Authors: Liz Moore
Ada had also invited Hayato and Charles-Robert. She had specifically not invited Liston. On the phone, the night before, with each of the other members of the lab, she had asked them not to tell her. She had told them all that she would explain tomorrow.
So, that morning, when Liston had announced that she would
be going to a mall in the suburbs with Matty and a friend, Ada was relieved: she would not have to make up an excuse regarding her whereabouts. And when Liston asked her, hopefully, if she wanted to come, Ada had declined, citing homework.
“Okay, honey,” said Liston. “Tell me if you need anything, all right?”

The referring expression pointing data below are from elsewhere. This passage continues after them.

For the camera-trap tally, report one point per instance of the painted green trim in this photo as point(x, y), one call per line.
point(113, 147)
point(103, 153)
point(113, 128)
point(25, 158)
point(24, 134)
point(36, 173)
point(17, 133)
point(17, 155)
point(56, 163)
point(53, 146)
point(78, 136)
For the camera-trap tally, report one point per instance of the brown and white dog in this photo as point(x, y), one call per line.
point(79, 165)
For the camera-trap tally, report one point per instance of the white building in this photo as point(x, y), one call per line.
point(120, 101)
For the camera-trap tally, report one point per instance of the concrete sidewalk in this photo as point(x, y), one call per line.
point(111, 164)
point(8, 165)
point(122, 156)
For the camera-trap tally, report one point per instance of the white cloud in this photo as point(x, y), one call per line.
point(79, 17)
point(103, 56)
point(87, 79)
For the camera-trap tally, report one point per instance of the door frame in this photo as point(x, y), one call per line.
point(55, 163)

As she left, Ada felt a slight pang of guilt, or confusion, about Liston. At times, she forgot that she was still mad at her; in the kitchen, Liston would tease her and she would laugh easily. Or in the morning, Liston would leave an encouraging note on the counter, lumping Ada in warmly with the rest of her brood, telling them all to have a nice day, and Ada would read it gratefully, happy to be included, happy to be part of a large loud family. And then, inevitably, she would catch herself. She would call herself a traitor; and she would remember Liston's traitorousness, how quickly she had accepted the idea that David had been lying, how dismissive she had been of any argument to the contrary.
Misguided
, Liston often said, when describing David's actions. But that was just as bad as calling him deceitful. Worse, perhaps; for it implied some plasticity in his character, some weakness. Yes: she was glad that Liston was not there with them at the lab that morning. The existence of the floppy disk was a secret she had been keeping to herself; if it yielded nothing helpful, she did not want Liston to know.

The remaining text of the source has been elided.